2. O facto de os linchamentos se registarem formalmente nas cidades indicadas, não significa que estamos diante de coeficientes de irracionalidade, de violência, superiores aos existentes em outras cidades. Ou de hábitos culturais especificamente violentos.
3. Os linchamentos não são especificamente peri-urbanos e não têm sempre a ver com a intranquilidade social gerada pela criminalidade. Provavelmente, as maiores taxas linchatórias registam-se em meio rural e estão associadas a acusações de feitiçaria, como já mostrei neste diário. Por exemplo, em 2006, 16 mulheres foram linchadas no posto administrativo de Gonhane, distrito de Inhassunge, província da Zambézia. Entre 2002 e 2003, 18 pessoas foram linchadas no distrito de Muidumbe, província de Cabo delgado. Casos dramáticos que pouca repercussão tiveram na imprensa.
4. Os linchamentos peri-urbanos são, por agora, movimentos sociais não estruturados, anárquicos, mas que se podem tornar estruturados, organizados por grupos linchatórios específicos praticando uma justiça alternativa, sumária, definitiva, à margem da lei, com a sua própria lei.
5. Esses movimentos sociais justiceiros não estruturados (por agora) registam-se em áreas onde se concentram pessoas que vivem, no geral, com extremas dificuldades de vários tipos, tal como neste diário tenho procurado mostrar. Eles podem estruturar-se e tornar-se endémicos, tendo à cabeça pessoas ou grupos que não são, necessáriamente, oriundos das camadas sociais mais desfavorecidas. Podem, um dia, dar origem a grupos justiceiros perenes, alternativos às instâncias formais da justiça, operando em redes protectoras e justiceiras clientelistas, com regras muito próprias de gestão comunitária, incluindo regras financeiras (cobrança de impostos de protecção, por exemplo).

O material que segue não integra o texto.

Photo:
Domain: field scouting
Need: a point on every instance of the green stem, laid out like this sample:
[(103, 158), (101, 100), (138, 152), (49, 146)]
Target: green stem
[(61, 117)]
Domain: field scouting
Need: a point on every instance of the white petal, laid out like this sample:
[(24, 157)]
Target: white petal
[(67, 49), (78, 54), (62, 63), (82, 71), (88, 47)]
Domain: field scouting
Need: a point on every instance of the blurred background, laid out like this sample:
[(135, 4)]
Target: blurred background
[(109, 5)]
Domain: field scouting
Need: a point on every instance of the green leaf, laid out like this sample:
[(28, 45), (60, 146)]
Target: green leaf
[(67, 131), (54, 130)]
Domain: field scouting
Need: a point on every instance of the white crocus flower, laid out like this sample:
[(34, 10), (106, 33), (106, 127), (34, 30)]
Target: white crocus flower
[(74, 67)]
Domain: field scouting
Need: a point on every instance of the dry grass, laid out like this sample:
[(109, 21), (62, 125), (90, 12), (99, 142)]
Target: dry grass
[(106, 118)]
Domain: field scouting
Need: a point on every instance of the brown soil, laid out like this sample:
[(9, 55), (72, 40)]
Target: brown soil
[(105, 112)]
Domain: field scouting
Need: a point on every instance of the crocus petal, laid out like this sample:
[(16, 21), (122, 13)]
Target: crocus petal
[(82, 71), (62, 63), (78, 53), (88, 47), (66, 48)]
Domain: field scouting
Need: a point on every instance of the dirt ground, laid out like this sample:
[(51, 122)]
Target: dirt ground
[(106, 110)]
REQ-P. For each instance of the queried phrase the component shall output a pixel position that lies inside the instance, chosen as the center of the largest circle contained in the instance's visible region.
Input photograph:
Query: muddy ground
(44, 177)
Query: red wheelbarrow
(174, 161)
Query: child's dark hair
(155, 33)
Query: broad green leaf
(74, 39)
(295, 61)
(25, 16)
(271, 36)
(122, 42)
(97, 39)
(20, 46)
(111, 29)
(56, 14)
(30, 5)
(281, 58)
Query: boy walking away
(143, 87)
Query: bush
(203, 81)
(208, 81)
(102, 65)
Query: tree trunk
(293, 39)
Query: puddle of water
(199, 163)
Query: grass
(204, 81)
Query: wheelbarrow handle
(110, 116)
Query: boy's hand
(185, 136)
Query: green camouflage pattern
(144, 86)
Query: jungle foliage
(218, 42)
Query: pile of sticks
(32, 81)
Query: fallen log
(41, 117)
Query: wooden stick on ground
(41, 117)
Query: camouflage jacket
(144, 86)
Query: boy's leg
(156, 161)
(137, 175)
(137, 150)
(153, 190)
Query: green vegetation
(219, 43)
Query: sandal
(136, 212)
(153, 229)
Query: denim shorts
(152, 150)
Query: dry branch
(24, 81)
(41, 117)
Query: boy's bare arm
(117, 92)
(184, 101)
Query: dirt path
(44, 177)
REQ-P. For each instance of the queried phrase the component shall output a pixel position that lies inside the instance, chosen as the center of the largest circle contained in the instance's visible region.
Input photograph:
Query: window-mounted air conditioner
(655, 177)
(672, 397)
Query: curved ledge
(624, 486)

6. Os linchamentos registados desde 1990 no país e nas cidades referidas mais acima, pagam uma factura a múltiplos factores (entre os quais as consequências da gestão política autoritária e da guerra civil), factores que podem ter-se tornado mais concentrados, mais complexos (maiores taxas de desemprego e de criminalidade, por exemplo), factores que pequenos fenómenos precipitantes catapultaram e catapultam para o palco tenso da vida, factores que podem tornar-se ainda mais agudos. Aqui, o aleatório causal pode ser importante: os mesmos factores existentes em várias cidades podem gerar resultados diferentes, dependendo da existência e da força de factores precipitantes. Mas essa diversidade não pode, de forma alguma, fazer eclipsar quer a realidade social dos linchamentos, quer o facto de ocorrerem em zonas socialmente desfavorecidas (mesmo que nestas zonas habitem pessoas favorecidas).
4 comentários:
As questões que o prof coloca me parecem responder algumas que levantei no meu mundo onde procuro negar algumas das causas que são apontadas como estando por detrás dos linchamentos. Ao me referir às outras cidades por exemplo quero deixar claro que apesar de com certeza viverem dos mesmos problemas que os das cidades onde os linchamentos prevalecem, o fenómeno linchamento existindo não tem a mesma notoriedade.
Pode ser sim que que "haja linchamentos em outras cidades, em outras periferias urbanas" mas o simples facto de não ser com a mesma frequência e visibilidade já é suficiente para questionar.
Eu não diria que "estamos diante de coeficientes de irracionalidade, de violência, superiores aos existentes em outras cidades" mas não teria como negar que estamos diante de alguma especificidade que o meu curto raciocínio ainda não conseguiu ler se é que conseguirá um dia.
Que eu saiba por experiência própria(vida no campo), os linchamentos que "registam-se em meio rural e estão associadas a acusações de feitiçaria" não tem o mesmo carácter populista que caracteriza os urbanos apesar de ambos estarem cobertos por esta "fome de justiça". Uma característica que acho
interessante nos linchamentos rurais é o envolverem de forma restrita a vitima do feitiço e o feiticeiro dando um "ar de justiça" . Que fique claro que não defendo essa prática.
"Esses movimentos sociais justiceiros não estruturados (por agora) registam-se em áreas onde se concentram pessoas que vivem, no geral, com extremas dificuldades de vários tipos, tal como neste diário tenho procurado mostrar. Eles podem estruturar-se e tornar-se endémicos, tendo à cabeça pessoas ou grupos que não são, necessáriamente, oriundos das camadas sociais mais desfavorecidas. Podem, um dia, dar origem a grupos justiceiros perenes, alternativos às instâncias formais da justiça, operando em redes protectoras e justiceiras clientelistas, com regras muito próprias de gestão comunitária, incluindo regras financeiras (cobrança de impostos de protecção, por exemplo)"
Uma "profecia" apocalipticamente assustadora
Escute, há algo mais que acrescentei há momentos sobre linchamentos em zonas rurais. Esteja descansado que não estou a pensar que o Nelson defenda o que quer queseja, não sou como certos mandarins da praça. Abraço.
Caro Nelson, a minha experiência de vida nas zonas rurais leva-me a concordar contigo no facto de não serem usuais linchamentos lá. Pelo menos na forma como os conhecemos nas zonas urbanas, com participação de muitas pessoas, sobretudo mulheres e crianças. Existem, é verdade, crimes ligados a acusações de feitiçaria. Não são no entanto festivais linchatórios como os que conhecemos aqui nas cidades. Tomam a forma, geralmente, de crimes familiares, secretos, que podem mobilizar dois ou três irmãos (ou primos) para a prática do assassinato. Geralmente são mortas, quase que silenciosamente, pessoas idosas.
Iremos tomar em conta a sua observação na pesquisa. Obrigado.